Since then, several brands have followed suit, diving deeper into appearance, portraying women and men of varying ages and body types. Whether you love or hate the ads, whether you feel they’re empowering or enabling, at the very least, they get people talking and perhaps coming to a place of more acceptance for taking people as who they are, in all of their complexities. It conjures up that old saying about not judging a book by its cover.

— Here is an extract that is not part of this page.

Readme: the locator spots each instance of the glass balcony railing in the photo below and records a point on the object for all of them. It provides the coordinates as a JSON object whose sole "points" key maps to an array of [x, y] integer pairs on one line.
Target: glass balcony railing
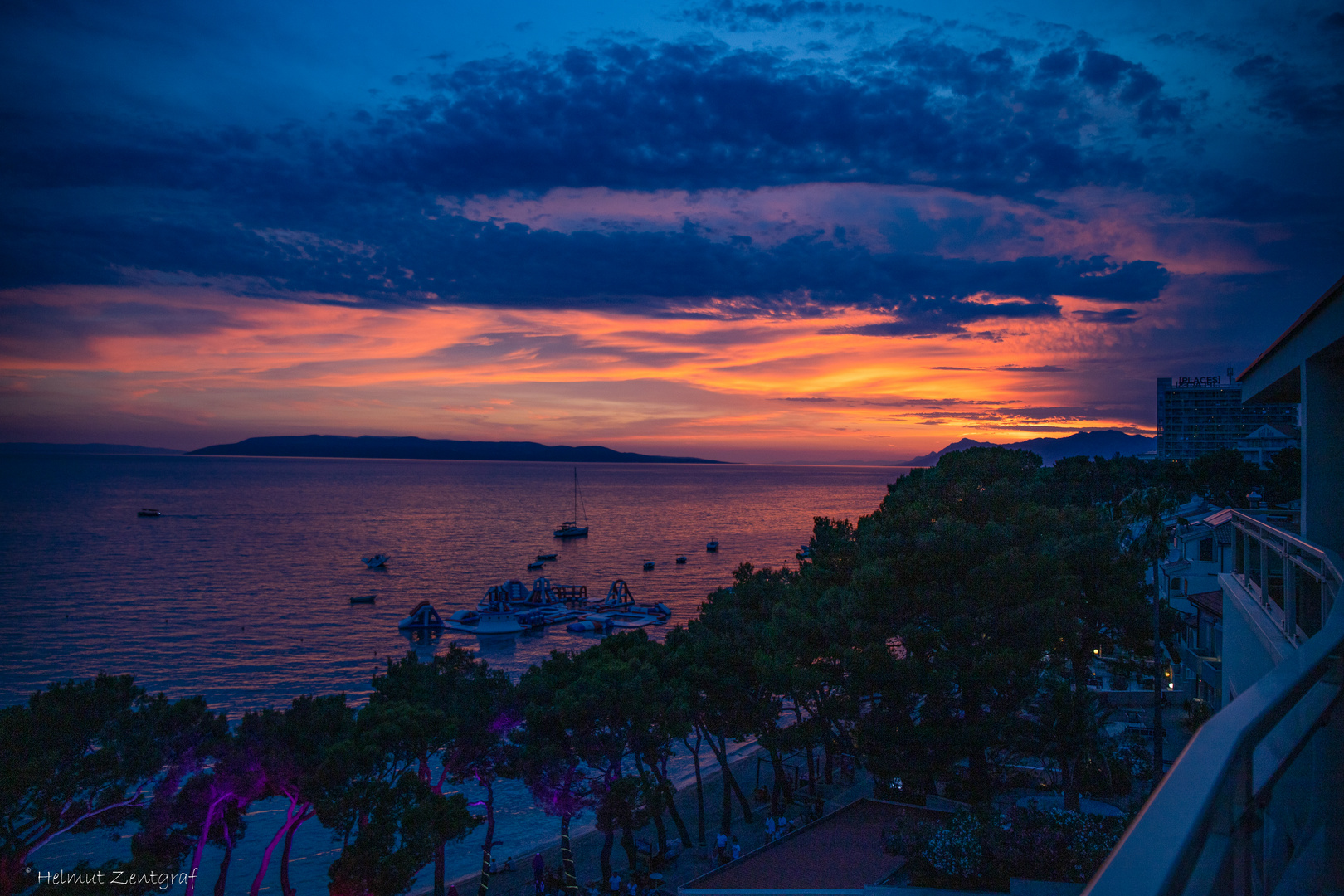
{"points": [[1250, 807]]}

Recently, in a conference call, a client shared the story of a woman who came in several years ago with a piece of costume jewelry she wanted to have repaired. Our client took it without hesitation and the woman was so very grateful, finally opening up to tell him that she had been to several jewelers in the area already who turned her down. She knew the piece wasn’t valuable in material, but to her, it was priceless because it had belonged to a newly deceased family member. The next day, the woman’s husband came in and thanked our client for repairing such a sentimental piece of jewelry for his wife. Since then, he has come in and made purchases to the tune of over half a million dollars. Instead of sizing up the woman and her jewelry and making a snap judgment on what she could afford in the future, this act of consideration really and truly did garner our client a customer for life.
It’s a lesson we can all learn from. You may still be stuck with an outdated image of an ideal customer in your mind who belongs to a country club, drives a BMW, and lives in a sprawling manse in an upscale suburb. You may still be able to find that customer. But more and more, you’ll find that today’s customer can defy convention with their mermaid hair and yoga pants. But if they walked in your door, they still have the potential desire of wanting to connect with you. And maybe buy a Rolex instead of the watch battery you were anticipating. Will you turn them away? Perhaps it’s time to realize the ideal of the past has become a chameleon and people of all “types” can be worthy of your time and brand.